For the estimation of the regulations in Table 2(a), the proposed approach outperforms other approaches in terms of true positives. The proposed approach contains more false positives than ENet1, G1DBN1, and G1DBN2 on the data of 25 time points. We further consider these cases in terms of the precision. The precisions of the proposed approach, ENet1, G1DBN1, and G1DBN2 are given by 0.77, 0.62, 0.68, and 0.74, respectively. From this analysis, the proposed approach shows better performance than ENet2, G1DBN1, and G1DBN2 on the whole. More true positives are estimated by ENet2 than ENet1, and the precisions of ENet2 tend to be better than those of ENet1. This type of relationship is also observed between G1DBN1 and G1DBN2. Also, the elastic net based VAR model approaches estimate more true positives than the approaches from G1DBN. However, in the precision, the approaches from G1DBN are better than the elastic net based VAR model approaches. From the results in Table 2(b), we see that the proposed approach estimates more true changes on regulations than ENet1 and G1DBN1 on both data of 25 and 50 time points. In addition, the results of the proposed approach contain less false positives than those of ENet1 and G1DBN1. No changes on regulations are detected in ENet2 and G1DBN2 as topological differences are ignored in these approaches. Since the proposed approach considers differences on network structures as well as uses two time series data efficiently, it can provide better results than other approaches on both estimating regulations and identifying changes on regulations.
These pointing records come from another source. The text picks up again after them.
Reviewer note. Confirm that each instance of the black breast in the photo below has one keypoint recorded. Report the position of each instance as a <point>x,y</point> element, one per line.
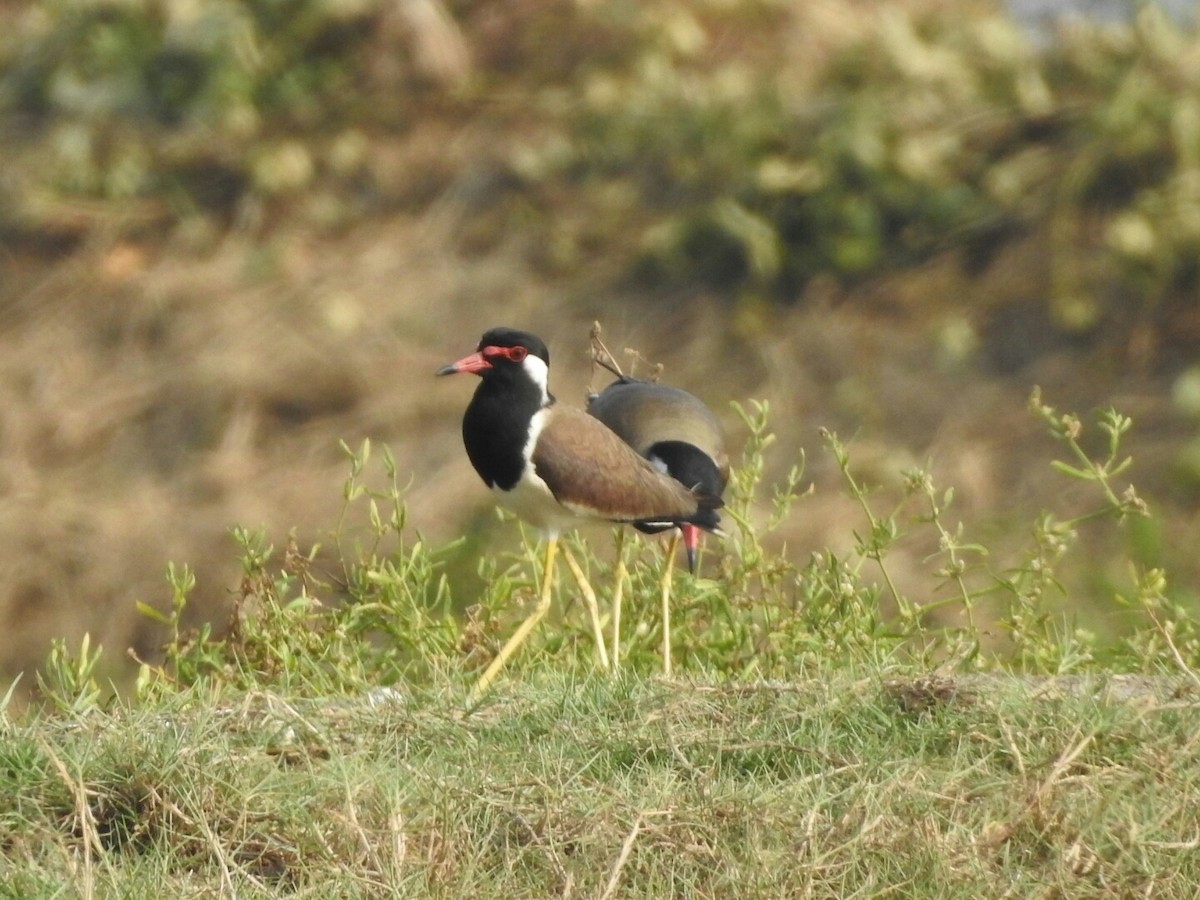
<point>496,427</point>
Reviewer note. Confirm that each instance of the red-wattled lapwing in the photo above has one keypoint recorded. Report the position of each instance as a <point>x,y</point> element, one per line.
<point>678,435</point>
<point>557,467</point>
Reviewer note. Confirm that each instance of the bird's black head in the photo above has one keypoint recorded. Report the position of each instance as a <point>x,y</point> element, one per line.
<point>499,351</point>
<point>689,465</point>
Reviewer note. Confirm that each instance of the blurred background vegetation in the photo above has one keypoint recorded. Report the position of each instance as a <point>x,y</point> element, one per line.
<point>237,232</point>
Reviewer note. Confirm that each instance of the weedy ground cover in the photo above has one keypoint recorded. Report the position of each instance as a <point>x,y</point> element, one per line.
<point>827,736</point>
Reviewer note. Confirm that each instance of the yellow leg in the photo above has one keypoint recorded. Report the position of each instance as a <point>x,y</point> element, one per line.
<point>522,633</point>
<point>667,571</point>
<point>589,598</point>
<point>618,593</point>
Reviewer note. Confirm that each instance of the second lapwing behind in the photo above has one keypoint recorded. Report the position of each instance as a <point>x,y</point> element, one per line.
<point>556,466</point>
<point>679,436</point>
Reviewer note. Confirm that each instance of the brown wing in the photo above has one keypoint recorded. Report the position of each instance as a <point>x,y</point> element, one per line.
<point>588,467</point>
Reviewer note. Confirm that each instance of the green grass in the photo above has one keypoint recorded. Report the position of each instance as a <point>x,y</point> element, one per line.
<point>611,787</point>
<point>827,737</point>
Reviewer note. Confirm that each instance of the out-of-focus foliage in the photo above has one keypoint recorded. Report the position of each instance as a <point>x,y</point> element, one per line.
<point>745,145</point>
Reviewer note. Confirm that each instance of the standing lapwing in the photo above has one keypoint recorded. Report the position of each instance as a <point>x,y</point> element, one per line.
<point>678,435</point>
<point>557,467</point>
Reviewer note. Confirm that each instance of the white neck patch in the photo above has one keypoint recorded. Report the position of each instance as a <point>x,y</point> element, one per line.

One may think it is strange that false positives in ENet1 and G1DBN1 in Table 2(b) is more than those in Table 2(a), but this case can occur from the following reason. If a regulation exists in both of the true network models of G_{1} and G_{2}, but is estimated only for G_{1}, then the case is not counted as a false positive in Table 2(a) while it is counted as a false positive in Table 2(b). Thus, the number of false positives in Table 2(b) can be greater than those in Table 2(a).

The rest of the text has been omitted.